The candidate must be versed enough in their skills to implement detection measures using data from a wide spectrum of sources and advanced techniques and procedures against all forms of mobile devices. The candidate will also perform opportunistic threat hunting and forensic analysis when required during incidents.
- Review and complete inventory of mobile devices and applications and how security is measured
- Develop mobile monitoring by using any form of collection such as entry log-in, network and host-based data to drive detection and response capabilities
- Create detection analytics based off the MITRE ATT&CK Framework and other security frameworks
- Perform unique research on adversarial Tools, Techniques, and Procedures (TTPs)
- Aid the Ops Watch team in response to incidents by analyzing host behavior and network traffic
- Authorized to view audit records and other SysLogs and action records
- Assess security connectivity and risk areas
- Bachelor or Graduate degree in Cybersecurity, Computer Science, Information Systems, or other related scientific or technical discipline
- Must have a Top-Secret Clearance with SCI Eligibility
- Knowledge of Incident Response Procedures
- Understanding of mobile device, architecture and security compliance applied
- Be able to correlate data to help detect, remediate, monitory and feedback changes in TTPs
- Monitor emerging threat technologies and adversary strategies
- Determine best methods of detection using a combination of Log Aggregation Tools, scripts and manual surveillance techniques
- Be able to aid forensic team in opening mobile devices as part of Incident Response analysis
- Explores patterns in network and system activity via log correlation using Splunk and supplemental tools
- Compiles and maintains internal standard operating procedure (SOP) documentation.

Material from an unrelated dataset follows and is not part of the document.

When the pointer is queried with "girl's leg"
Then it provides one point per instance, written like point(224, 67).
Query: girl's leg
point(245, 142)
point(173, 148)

- Provides network intrusion detection and monitoring, correlation analysis, incident response and support for the Cybersecurity Service Provider (CSSP) and its subscriber sites
- Validates suspicious events or reports and determine if the event constitutes an incident and properly enter associated data into the appropriate reporting systems
- Ensures tool provides ability to properly analyze, perform and timely and accurately report of the incident is completed
- Logical thinking and analytical ability
- Verbal and written communication ability
- The ability to solve problems independently
- Functional knowledge with mobile forensics tools such as Cellebrite, FTK and EnCase
ECS is an equal opportunity employer and does not discriminate or allow discrimination on the basis of race, color, religion, gender, age, national origin, citizenship, disability, veteran status or any other classification protected by federal, state, or local law. ECS promotes affirmative action for minorities, women, disabled persons, and veterans.
ECS is a leading mid-sized provider of technology services to the United States Federal Government. We are focused on people, values and purpose. Every day, our 3000+ employees focus on providing their technical talent to support the Federal Agencies and Departments of the US Government to serve, protect and defend the American People.